The Later Lang (originally published 3/03)

The history of the cinema includes a number of lost treasures. Some are films that have disappeared without a trace, known to whole generations only as rumors of greatness, like Lon Chaney Sr.'s famous turn as a vampire in "London After Midnight" (1927). Even more tantalizing, however, are those films that do still exist, but in drastically truncated form, like German filmmaker Fritz Lang's seminal science fiction masterpiece, "Metropolis" (1927). It is known to have premiered in Germany at a length of 153 minutes, but by the time it reached the United States, it had been shortened by some 40 minutes. Since that time, this truncated version has been all that remains extant.

A number of attempts at restoring "Metropolis" have been undertaken through the years, including the well-intentioned but misguided attempt to set it to a pop music score by Giorgio Moroder some years ago, but all have been frustrated by the sheer bulk of missing footage. Recently, however, the F.W. Murnau Foundation undertook the task of creating a best available restoration of the film, using script materials to fill in missing plot information with explanatory titles. It still isn't Lang's "Metropolis," but it's the best approximation we're ever likely to have. Best of all, in selected venues it can be seen on film, in 35mm, although a video version is also available from www.kino.com.

Fortunately, Lang's later films, particularly the ones he made after fleeing Hitler's Germany to work in the United States, can be seen in their entirety. For a sampling of what this cinematic maestro created after "Metropolis," look for these titles on home video.

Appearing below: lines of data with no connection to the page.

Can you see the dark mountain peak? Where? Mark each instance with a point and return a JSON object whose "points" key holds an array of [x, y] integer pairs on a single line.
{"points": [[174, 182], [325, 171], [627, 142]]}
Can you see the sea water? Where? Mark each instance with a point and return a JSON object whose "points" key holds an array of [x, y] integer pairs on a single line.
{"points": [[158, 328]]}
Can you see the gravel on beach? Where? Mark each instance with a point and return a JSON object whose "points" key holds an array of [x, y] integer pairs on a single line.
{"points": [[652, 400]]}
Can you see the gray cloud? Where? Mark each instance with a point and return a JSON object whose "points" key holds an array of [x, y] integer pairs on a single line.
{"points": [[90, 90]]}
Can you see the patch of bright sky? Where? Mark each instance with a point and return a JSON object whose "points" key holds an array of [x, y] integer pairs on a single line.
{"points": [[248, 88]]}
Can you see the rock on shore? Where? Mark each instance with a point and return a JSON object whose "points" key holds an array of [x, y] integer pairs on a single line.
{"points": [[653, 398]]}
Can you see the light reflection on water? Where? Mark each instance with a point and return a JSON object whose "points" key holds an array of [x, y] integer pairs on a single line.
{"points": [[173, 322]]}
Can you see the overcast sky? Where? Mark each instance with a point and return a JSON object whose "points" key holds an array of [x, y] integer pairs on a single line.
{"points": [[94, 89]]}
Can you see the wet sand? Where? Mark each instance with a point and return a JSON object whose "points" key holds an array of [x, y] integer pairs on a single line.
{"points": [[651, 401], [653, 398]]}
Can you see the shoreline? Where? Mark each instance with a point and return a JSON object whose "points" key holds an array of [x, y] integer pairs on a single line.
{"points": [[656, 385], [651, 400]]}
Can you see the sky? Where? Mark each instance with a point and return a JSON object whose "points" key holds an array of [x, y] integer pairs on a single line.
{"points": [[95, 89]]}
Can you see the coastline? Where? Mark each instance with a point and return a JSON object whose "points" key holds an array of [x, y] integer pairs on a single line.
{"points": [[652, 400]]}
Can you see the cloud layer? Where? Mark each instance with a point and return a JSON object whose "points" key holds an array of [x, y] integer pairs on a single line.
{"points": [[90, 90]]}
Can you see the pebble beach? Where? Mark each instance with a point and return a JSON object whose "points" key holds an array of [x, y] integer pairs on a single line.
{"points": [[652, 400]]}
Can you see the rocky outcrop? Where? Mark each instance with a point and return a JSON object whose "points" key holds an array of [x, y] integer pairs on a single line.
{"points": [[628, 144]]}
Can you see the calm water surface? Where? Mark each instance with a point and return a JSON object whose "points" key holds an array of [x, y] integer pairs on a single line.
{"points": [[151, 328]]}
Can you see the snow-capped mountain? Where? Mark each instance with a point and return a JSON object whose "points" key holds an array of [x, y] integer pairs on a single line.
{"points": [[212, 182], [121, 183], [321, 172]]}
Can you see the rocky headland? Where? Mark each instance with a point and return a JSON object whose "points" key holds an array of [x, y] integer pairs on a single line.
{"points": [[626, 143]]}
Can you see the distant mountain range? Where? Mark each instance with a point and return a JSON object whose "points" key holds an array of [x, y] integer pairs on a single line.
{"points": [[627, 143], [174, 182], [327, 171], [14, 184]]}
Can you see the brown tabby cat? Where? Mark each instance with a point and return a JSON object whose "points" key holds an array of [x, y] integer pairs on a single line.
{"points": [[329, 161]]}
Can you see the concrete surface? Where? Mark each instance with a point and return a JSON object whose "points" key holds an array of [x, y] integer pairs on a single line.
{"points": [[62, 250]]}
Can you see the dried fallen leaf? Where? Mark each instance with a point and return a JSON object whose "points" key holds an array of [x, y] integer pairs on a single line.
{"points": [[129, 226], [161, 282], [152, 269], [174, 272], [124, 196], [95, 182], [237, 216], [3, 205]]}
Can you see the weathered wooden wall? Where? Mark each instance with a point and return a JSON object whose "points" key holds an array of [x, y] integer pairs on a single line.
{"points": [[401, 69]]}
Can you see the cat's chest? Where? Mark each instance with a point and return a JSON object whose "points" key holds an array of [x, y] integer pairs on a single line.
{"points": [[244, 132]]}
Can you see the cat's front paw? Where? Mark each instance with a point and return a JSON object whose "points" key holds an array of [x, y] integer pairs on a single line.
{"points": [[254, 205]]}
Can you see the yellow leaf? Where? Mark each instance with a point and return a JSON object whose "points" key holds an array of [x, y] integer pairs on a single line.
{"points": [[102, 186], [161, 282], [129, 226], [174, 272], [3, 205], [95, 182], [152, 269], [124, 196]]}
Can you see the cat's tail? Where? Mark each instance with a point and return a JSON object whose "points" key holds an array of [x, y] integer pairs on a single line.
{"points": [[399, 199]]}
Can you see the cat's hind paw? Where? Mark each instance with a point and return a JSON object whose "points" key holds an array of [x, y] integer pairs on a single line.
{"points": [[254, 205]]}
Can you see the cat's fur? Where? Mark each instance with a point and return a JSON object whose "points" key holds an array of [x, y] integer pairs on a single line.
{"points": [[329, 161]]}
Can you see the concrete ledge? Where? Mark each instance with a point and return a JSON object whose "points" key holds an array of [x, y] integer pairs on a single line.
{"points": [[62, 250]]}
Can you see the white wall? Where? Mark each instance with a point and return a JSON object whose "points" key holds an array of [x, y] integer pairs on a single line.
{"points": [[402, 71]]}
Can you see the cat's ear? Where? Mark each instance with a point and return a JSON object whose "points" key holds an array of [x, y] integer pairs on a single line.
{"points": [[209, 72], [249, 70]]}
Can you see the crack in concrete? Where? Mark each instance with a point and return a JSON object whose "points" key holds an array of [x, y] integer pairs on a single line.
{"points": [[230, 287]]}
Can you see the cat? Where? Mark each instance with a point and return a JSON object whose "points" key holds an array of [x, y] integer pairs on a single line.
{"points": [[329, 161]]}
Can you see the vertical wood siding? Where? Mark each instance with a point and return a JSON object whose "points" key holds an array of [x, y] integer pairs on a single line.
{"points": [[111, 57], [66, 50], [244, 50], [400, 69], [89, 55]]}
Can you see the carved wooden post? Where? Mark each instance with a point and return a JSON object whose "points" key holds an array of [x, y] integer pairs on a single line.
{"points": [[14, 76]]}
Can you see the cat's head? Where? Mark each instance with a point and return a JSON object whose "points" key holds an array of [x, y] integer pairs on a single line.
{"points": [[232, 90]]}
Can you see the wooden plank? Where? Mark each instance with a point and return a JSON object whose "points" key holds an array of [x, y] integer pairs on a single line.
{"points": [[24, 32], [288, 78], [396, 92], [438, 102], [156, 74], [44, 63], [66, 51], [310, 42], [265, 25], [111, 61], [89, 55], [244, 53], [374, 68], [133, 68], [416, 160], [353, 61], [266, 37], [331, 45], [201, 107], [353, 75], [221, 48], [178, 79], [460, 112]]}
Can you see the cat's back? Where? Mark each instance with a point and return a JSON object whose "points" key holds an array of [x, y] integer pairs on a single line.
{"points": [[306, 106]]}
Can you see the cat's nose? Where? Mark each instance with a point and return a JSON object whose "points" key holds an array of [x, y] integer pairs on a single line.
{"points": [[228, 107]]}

"Fury" (1936). Spencer Tracy stars as a man who is falsely arrested on a kidnapping charge. As the circumstantial evidence mounts against him, he finds himself facing a lynch mob. When they can't get at him any other way, the mob resorts to burning down the jailhouse where he is imprisoned. But although he is presumed dead, he has in fact escaped. Consumed by a desire for vengeance, he allows the authorities to go on believing that he is dead so that he can engineer the trial of the mob's ringleaders for his murder. He gets his revenge, but ultimately he must confront the ugly truth that he has become what the mob itself was: an unreasoning slave to blind hatred.

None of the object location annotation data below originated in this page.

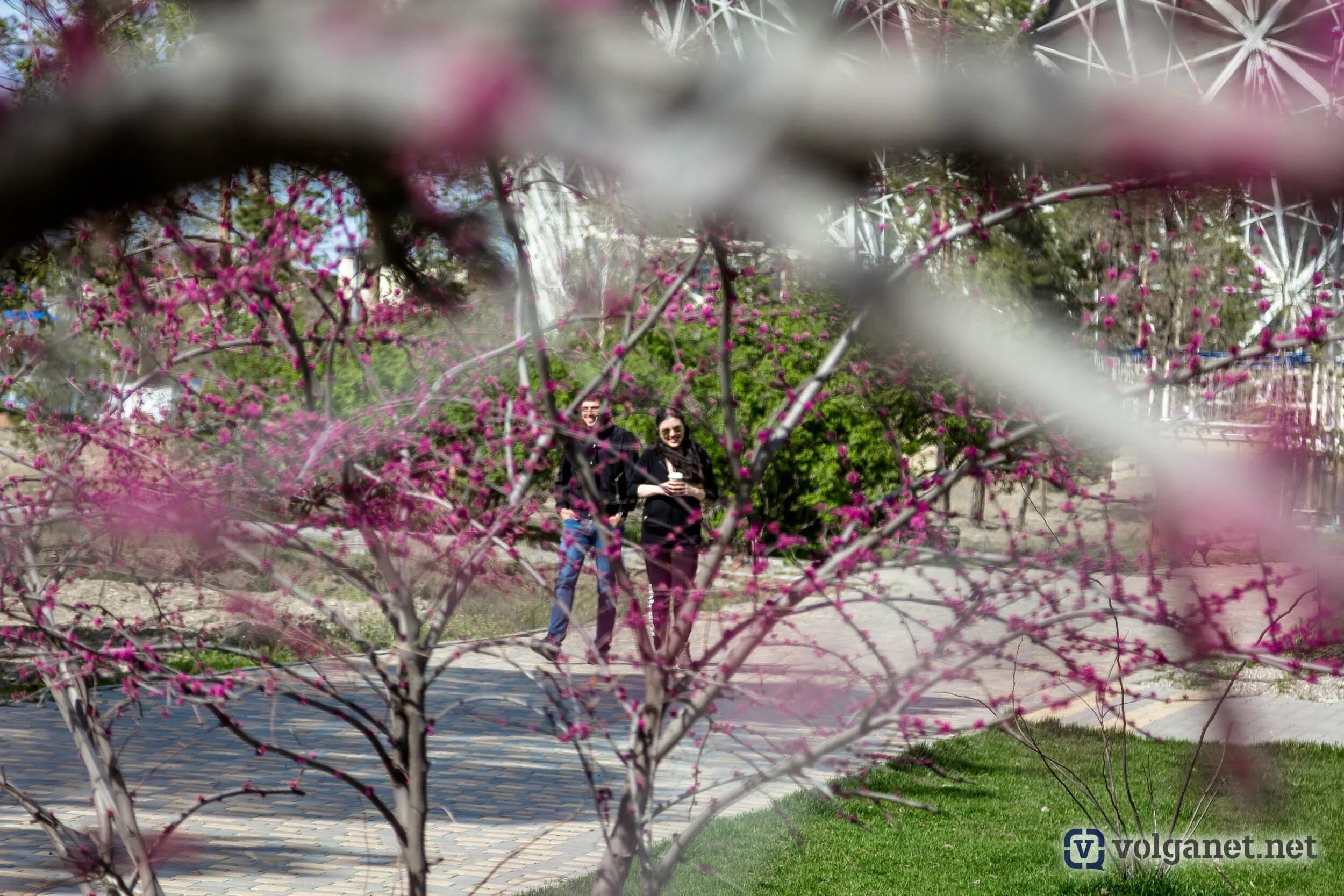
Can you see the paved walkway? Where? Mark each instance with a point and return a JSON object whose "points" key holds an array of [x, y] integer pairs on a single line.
{"points": [[511, 804]]}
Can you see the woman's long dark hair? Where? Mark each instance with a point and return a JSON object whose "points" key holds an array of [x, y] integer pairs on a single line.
{"points": [[689, 458]]}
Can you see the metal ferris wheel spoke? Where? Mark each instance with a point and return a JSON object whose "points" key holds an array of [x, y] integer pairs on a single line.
{"points": [[1299, 74]]}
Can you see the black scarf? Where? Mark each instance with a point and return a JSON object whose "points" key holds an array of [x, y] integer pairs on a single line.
{"points": [[686, 460]]}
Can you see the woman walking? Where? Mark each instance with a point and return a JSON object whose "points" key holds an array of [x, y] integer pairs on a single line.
{"points": [[676, 480]]}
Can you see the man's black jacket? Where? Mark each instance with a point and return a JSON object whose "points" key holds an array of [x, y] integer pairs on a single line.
{"points": [[611, 454]]}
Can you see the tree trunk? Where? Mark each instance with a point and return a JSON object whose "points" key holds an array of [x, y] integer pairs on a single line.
{"points": [[410, 795]]}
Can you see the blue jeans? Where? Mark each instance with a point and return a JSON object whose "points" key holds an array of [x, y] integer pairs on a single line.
{"points": [[578, 539]]}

"Rancho Notorious" (1952). It might seem odd for a German filmmaker to make an American Western (he made three of them), but he regarded it as perfectly natural. Back in Germany he had made two films based on the myth of the Nibelungs, the same myth on which Richard Wagner based his "Ring Cycle" of operas. The stories of the Western frontier, Lang said, are the American counterpart of such European mythology. The story of "Rancho Notorious" involves Marlene Dietrich as the proprietor of a hideaway for outlaws. In return for a percentage of their loot, she provides them with a place to lay low. Arthur Kennedy plays a cowboy who is searching for the murderers of his fiancee. He infiltrates the hideout and seduces Dietrich's character, using her to get the information he's after. Lang subverts the standard movie "code of the West" by presenting the outlaw roost as a stable, functioning society and the cowboy as an intruder who uses deceit and trickery.

"Scarlet Street" (1945). Edward G. Robinson plays a mousey little bank clerk, saddled with a shrewish wife, who escapes his miserable life by painting a little on the side. Joan Bennett plays the attractive young woman who reawakens his long abandoned dream of knowing true love. Unfortunately, we know what he doesn't - that she's only stringing him along because he's allowed her to believe that he is a wealthy and important artist whose paintings sell for thousands of dollars. He embezzles money from the bank to set her up in a studio apartment, where she regularly entertains her slimy boyfriend, played almost too well by Dan Duryea. And when Robinson's character finds them together, the descent into the pit begins in earnest.

Someday, perhaps, some or all of the missing footage from "Metropolis" may be discovered, opening the door to even better restorations. Until that time, we will have to be content with the complete Lang works that we do have, including the rich legacy of his American productions.